Wednesday, Dec 02, 2020. 03:00 PM - 04:00 PM ETLink to Zoom for Online Seminar.
Vincent Conitzer -- Automated Mechanism Design for Strategic Classification
Abstract: AI is increasingly making decisions, not only for us, but also about us -- from whether we are invited for an interview, to whether we are proposed as a match for someone looking for a date, to whether we are released on bail. Often, we have some control over the information that is available to the algorithm; we can self-report some information, and other information we can choose to withhold. This creates a potential circularity: the classifier used, mapping submitted information to outcomes, depends on the (training) data that people provide, but the (test) data depend on the classifier, because people will reveal their information strategically to obtain a more favorable outcome. This setting is not adversarial, but it is also not fully cooperative.
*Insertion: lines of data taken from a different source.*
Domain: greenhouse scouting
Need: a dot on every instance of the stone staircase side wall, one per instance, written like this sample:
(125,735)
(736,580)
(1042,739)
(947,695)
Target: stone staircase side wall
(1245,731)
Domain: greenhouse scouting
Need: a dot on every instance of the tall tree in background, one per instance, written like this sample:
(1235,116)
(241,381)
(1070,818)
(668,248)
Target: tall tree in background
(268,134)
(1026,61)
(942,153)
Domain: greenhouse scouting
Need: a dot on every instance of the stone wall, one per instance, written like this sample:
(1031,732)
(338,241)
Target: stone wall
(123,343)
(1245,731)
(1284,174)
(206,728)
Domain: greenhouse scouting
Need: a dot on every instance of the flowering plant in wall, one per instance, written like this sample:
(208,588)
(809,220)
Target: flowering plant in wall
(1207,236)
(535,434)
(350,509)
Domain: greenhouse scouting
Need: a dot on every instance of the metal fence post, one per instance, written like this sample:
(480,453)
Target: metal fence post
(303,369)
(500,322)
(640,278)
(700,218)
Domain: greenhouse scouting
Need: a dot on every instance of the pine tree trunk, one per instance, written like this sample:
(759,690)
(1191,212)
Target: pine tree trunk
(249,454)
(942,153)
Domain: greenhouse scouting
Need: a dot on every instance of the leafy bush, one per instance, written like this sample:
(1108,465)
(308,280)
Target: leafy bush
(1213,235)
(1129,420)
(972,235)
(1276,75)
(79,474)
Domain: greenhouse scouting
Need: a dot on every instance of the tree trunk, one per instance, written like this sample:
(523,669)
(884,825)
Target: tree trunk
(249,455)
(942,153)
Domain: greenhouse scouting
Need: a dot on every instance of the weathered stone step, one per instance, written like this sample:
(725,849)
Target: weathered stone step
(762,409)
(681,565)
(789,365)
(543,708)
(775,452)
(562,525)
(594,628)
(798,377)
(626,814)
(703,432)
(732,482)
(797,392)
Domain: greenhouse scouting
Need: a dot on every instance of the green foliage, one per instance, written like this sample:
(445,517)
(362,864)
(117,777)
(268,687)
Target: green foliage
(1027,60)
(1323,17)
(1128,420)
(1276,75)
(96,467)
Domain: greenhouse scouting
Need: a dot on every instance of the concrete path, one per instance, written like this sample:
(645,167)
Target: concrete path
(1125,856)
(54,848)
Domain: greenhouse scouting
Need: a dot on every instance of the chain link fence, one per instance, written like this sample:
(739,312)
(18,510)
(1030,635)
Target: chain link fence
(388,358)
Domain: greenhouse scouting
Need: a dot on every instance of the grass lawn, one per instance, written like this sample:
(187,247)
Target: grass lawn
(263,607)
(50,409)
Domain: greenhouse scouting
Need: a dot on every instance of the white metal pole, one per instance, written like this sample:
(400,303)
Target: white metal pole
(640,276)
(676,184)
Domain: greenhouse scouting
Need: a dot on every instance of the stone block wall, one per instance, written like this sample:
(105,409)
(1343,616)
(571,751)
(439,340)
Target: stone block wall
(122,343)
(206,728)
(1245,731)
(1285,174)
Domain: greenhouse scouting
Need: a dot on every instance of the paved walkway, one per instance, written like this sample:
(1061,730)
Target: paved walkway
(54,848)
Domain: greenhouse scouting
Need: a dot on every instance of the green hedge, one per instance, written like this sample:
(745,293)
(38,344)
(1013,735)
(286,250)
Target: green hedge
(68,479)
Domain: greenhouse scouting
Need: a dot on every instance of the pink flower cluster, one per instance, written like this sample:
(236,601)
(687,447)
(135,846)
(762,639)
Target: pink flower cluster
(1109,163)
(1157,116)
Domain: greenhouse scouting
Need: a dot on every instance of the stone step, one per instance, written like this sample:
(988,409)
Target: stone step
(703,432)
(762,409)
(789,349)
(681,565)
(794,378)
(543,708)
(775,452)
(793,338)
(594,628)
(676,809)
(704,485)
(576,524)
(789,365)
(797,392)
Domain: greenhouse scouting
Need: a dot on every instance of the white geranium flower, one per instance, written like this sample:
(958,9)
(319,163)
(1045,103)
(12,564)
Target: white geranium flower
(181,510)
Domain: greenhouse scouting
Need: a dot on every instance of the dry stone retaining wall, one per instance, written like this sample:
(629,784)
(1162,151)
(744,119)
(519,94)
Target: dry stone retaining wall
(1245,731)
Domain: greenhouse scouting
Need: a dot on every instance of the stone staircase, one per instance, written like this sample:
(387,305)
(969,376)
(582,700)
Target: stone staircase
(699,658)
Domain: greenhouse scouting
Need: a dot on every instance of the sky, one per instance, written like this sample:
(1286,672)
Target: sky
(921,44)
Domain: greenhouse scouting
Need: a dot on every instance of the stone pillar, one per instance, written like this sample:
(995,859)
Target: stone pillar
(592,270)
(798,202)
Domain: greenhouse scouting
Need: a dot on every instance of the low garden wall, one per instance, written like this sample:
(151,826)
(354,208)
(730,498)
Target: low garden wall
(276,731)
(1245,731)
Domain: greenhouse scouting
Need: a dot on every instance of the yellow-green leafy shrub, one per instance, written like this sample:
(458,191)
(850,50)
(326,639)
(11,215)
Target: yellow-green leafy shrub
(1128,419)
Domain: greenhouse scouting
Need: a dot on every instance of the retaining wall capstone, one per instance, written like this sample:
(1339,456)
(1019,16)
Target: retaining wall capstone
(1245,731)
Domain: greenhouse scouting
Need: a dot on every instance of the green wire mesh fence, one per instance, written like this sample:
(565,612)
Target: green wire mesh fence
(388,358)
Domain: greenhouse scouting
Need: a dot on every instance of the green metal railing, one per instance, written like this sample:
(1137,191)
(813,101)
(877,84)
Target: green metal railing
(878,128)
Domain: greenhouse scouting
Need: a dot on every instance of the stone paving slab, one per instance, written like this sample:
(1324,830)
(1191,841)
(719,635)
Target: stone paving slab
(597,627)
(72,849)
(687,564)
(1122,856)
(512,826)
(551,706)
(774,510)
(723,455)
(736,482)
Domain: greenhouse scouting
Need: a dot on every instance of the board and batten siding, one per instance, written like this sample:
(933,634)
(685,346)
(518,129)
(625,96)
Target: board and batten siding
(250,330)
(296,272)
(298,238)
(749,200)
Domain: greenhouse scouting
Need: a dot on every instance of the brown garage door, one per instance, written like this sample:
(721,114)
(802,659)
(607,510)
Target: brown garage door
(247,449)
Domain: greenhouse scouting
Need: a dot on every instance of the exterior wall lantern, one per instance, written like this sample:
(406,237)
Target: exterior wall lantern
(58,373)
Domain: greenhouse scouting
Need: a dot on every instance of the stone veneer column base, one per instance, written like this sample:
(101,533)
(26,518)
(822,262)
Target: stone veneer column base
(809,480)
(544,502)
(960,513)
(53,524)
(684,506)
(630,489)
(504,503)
Mechanism design provides a framework for making good decisions based on strategically reported information, and it is commonly applied to the design of auctions and matching mechanisms. However, the setting above is unlike these common applications, because in it, preferences tend to be similar across agents, but agents are restricted in what they can report. This creates both new challenges and new opportunities. I will discuss both our theoretical work and our initial experiments.
Bio: Vincent Conitzer is the Kimberly J. Jenkins University Professor of New Technologies and Professor of Computer Science, Professor of Economics, and Professor of Philosophy at Duke University. He received Ph.D. (2006) and M.S. (2003) degrees in Computer Science from Carnegie Mellon University, and an A.B. (2001) degree in Applied Mathematics from Harvard University. Conitzer works on artificial intelligence (AI). Much of his work has focused on AI and game theory, for example designing algorithms for the optimal strategic placement of defensive resources. More recently, he has started to work on AI and ethics: how should we determine the objectives that AI systems pursue, when these objectives have complex effects on various stakeholders?
Conitzer has received the Social Choice and Welfare Prize, a Presidential Early Career Award for Scientists and Engineers (PECASE), the IJCAI Computers and Thought Award, an honorable mention for the ACM dissertation award, and several awards for papers and service at the AAAI and AAMAS conferences. He has also been named a Guggenheim Fellow, a Sloan Fellow, a Kavli Fellow, a Bass Fellow, an ACM Fellow, a AAAI Fellow, and one of AI's Ten to Watch. He has served as program and/or general chair of the AAAI, AAMAS, AIES, COMSOC, and EC conferences. Conitzer and Preston McAfee were the founding Editors-in-Chief of the ACM Transactions on Economics and Computation (TEAC).